6. Try meditation: By now, you have heard that meditation is good for your overall well-being. There are several studies that demonstrate meditation to raise your hapiness and health. A study at UCLA also revealed that meditation can increase your brain size, prevent brain cells from dying when you age, enable you to focus more deeply, and deal with stress better.
7. Think of happy memories: A study at the University of Southampton showed that just by thinking of happy memories in your past, you can strengthen your happiness levels and be more optimistic about the future. Being nostalgic never felt better!

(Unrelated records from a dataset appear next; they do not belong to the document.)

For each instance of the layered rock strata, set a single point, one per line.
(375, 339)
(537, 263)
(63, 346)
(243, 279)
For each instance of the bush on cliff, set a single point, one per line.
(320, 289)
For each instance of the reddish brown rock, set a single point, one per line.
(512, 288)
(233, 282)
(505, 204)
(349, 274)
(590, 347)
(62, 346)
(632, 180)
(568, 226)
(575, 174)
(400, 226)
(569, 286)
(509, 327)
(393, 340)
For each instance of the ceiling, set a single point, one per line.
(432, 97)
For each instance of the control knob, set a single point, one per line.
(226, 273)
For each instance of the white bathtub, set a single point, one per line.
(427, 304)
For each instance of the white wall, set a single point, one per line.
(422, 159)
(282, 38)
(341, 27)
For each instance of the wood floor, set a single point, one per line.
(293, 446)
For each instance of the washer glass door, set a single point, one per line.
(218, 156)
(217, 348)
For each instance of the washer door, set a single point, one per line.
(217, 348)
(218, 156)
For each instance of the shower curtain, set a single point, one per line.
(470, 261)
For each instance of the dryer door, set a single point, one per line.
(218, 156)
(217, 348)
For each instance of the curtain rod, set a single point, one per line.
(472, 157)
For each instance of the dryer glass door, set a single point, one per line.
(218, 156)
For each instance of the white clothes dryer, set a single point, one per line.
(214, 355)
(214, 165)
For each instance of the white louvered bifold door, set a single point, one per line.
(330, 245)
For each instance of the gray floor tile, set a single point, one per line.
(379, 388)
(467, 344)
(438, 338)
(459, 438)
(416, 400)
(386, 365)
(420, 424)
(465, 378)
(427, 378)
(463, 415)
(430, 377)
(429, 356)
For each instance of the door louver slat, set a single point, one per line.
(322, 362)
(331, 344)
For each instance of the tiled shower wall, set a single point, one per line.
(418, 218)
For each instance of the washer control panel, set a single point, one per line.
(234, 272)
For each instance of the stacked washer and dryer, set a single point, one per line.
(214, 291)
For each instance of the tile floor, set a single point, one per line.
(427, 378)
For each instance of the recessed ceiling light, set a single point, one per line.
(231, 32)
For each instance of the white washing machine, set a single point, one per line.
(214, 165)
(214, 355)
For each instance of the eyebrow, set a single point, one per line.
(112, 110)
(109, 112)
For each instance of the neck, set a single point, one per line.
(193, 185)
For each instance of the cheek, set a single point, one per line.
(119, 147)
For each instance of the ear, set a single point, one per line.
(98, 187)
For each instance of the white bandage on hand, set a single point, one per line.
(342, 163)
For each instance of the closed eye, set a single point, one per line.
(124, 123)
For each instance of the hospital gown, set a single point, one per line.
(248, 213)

8. A walk in the park: A study conducted at the University of Edinburgh found that we feel more at ease when we are surrounded by nature instead of an urban scenery. In the study, participants had to first walk on a noisy street and then in a quiet park. The results clearly showed their brain waves to be relaxed in the park, whereas the noisy street environment caused their stress levels to rise.
9. Take a vacation: Not only is a vacation a great way to distance yourself from your daily workload, a study conducted at the NHTV Breda University of Applied Sciences in the Netherlands also examined what the mere anticipation of a vacation does to your mood. Turns out that by only looking forward to your next trip, you already increase your overall feeling of happiness – this effect can occur up to 8 weeks prior to your departure.
10. Get your sleep: As we all know, sleep is good for us. Experiments by psychologist David Dinges from the University of Pennsylvania showed that people who get their sleep are much happier than their crankier counterparts who don’t hit the sack timely. So turn off your smartphone, grab a good book and curl up in bed before switching off the lights and calling it a day.
11. Move closer to your workplace: Or get a job close to where you live. Either way, the important thing is you don’t spend an excessive amount of time commuting between the two. Commuting has negative consequences for your health, your phsychological well-being, and your happiness – as research at Umea University in Sweden has demonstrated. A long commute to and from work literally drains your energy, can lead to feeling lonely and depressed, and even puts a strain on your relationships.